Cette pratique a-t-elle un impact sur l’économie nationale ?
Son impact sur l’économie nationale est trop énorme. Dans la mesure où la contrefaçon est une activité illicite et informelle. C’est une activité qui se déroule au noir. Et qui dit activité au noir dit échapper aux impôts. Que ce soit l’impôt de douane ou l’impôt intérieur. Les recettes de l’Etat viennent de la fiscalité. L’Etat en faisant son budget fait des projections en se fixant des objectifs pour les différentes régies financières. Mais si l’Etat n’arrive pas à capter l’ensemble de ces recettes fiscales pour cause de fraude, d’activités illicites, cela a des conséquences évidentes. Et la contrefaçon impacte les projets d’investissements. Mieux, un investisseur qui arrive et qui veut investir en Côte d’Ivoire, a besoin de s’assurer que le produit qu’il va fabriquer ne serra pas copié, ni être l’objet de concurrence déloyale. Il est donc important pour nous d’assainir le milieu des affaires, la contrefaçon tend à se substituer aux vrais produits.
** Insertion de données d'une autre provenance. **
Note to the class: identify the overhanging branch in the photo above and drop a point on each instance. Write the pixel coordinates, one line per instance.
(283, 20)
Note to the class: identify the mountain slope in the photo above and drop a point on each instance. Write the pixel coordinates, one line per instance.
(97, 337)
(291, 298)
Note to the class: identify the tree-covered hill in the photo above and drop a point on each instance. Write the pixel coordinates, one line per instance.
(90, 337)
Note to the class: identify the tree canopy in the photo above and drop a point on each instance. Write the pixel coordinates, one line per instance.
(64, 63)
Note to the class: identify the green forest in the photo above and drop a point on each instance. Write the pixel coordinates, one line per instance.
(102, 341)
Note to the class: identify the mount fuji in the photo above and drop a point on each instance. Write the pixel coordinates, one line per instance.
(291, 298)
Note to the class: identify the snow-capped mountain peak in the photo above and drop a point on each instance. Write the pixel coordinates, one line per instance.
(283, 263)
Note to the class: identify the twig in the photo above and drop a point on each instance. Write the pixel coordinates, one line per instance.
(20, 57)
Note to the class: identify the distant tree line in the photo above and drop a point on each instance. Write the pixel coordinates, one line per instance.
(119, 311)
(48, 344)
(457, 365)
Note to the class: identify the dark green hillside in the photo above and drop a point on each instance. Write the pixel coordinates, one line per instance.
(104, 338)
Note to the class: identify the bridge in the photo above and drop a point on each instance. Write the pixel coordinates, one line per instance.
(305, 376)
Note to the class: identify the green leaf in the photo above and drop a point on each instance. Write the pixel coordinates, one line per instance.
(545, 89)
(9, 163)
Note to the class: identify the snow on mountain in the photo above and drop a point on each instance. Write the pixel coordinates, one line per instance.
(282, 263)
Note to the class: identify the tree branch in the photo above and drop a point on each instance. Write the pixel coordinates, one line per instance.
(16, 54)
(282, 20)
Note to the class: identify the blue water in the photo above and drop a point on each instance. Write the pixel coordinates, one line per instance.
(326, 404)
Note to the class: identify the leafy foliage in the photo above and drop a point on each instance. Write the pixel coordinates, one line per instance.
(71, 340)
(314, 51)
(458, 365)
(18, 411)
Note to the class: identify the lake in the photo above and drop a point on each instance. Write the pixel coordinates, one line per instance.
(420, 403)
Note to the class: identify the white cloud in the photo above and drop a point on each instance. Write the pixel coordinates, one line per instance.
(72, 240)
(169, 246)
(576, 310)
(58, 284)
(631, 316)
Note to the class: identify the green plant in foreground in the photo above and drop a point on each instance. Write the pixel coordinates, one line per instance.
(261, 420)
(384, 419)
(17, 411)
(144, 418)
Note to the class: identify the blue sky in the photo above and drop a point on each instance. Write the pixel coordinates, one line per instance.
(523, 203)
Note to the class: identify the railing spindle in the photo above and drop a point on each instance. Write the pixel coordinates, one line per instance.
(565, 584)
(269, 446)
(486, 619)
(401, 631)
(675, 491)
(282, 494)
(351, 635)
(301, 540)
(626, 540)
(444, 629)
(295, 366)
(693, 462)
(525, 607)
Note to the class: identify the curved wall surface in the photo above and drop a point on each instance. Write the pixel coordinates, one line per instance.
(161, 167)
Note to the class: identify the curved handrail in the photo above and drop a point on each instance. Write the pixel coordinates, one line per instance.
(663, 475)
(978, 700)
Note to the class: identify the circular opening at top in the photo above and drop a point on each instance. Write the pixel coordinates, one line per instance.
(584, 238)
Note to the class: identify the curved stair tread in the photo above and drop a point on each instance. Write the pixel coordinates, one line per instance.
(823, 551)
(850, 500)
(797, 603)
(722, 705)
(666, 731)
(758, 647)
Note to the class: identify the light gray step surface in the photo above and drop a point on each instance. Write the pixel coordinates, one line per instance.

Mais comment expliquer vous cette forte tendance ?
L’une des explications, c’est que nous avons des capitaux dont nous ignorons l'origine. Ils servent à effectuer des investissements. Il y a aujourd’hui une véritable industrie de la contrefaçon qui est installée avec des capitaux, des banques et qui profitent de la mondialisation de l’économie pour envahir tout le marché.
Au regard de ce constat, pensez-vous que la lutte vaille la peine ?
Nous ne sommes pas là pour taper notre poitrine pour dire qu’il n’y aura plus de contrefaçon. L’Etat nous a donné un objectif qui est de réduire la contrefaçon à une proportion raisonnable, c’est-à-dire avec une réduction considérable dans quelques années d’au moins 80%. La contrefaçon a beaucoup de facteurs que nous ne maîtrisons pas. Personne ne peut dire au jour d’aujourd’hui qu’il peut lutter contre la contrefaçon.
C’est à croire que c’est une véritable mafia ?
Je ne dis pas que c’est une mafia. Il faut éviter de dire des choses que tu ne peux pas prouver. Lorsque vous avez une responsabilité, il faut éviter de dire des choses qu’on ne maîtrise pas. Mais je dis que c’est un commerce qui est là, très bien structuré. Ils ont des banques, des capitaux énormes. Même les pièces détachées d’avion font l’objet de contrefaçon.
Vous indiquez récemment qu’il y a 80% des produits informatiques qui sont contrefaits. Es-ce qu’il y a eu des études ?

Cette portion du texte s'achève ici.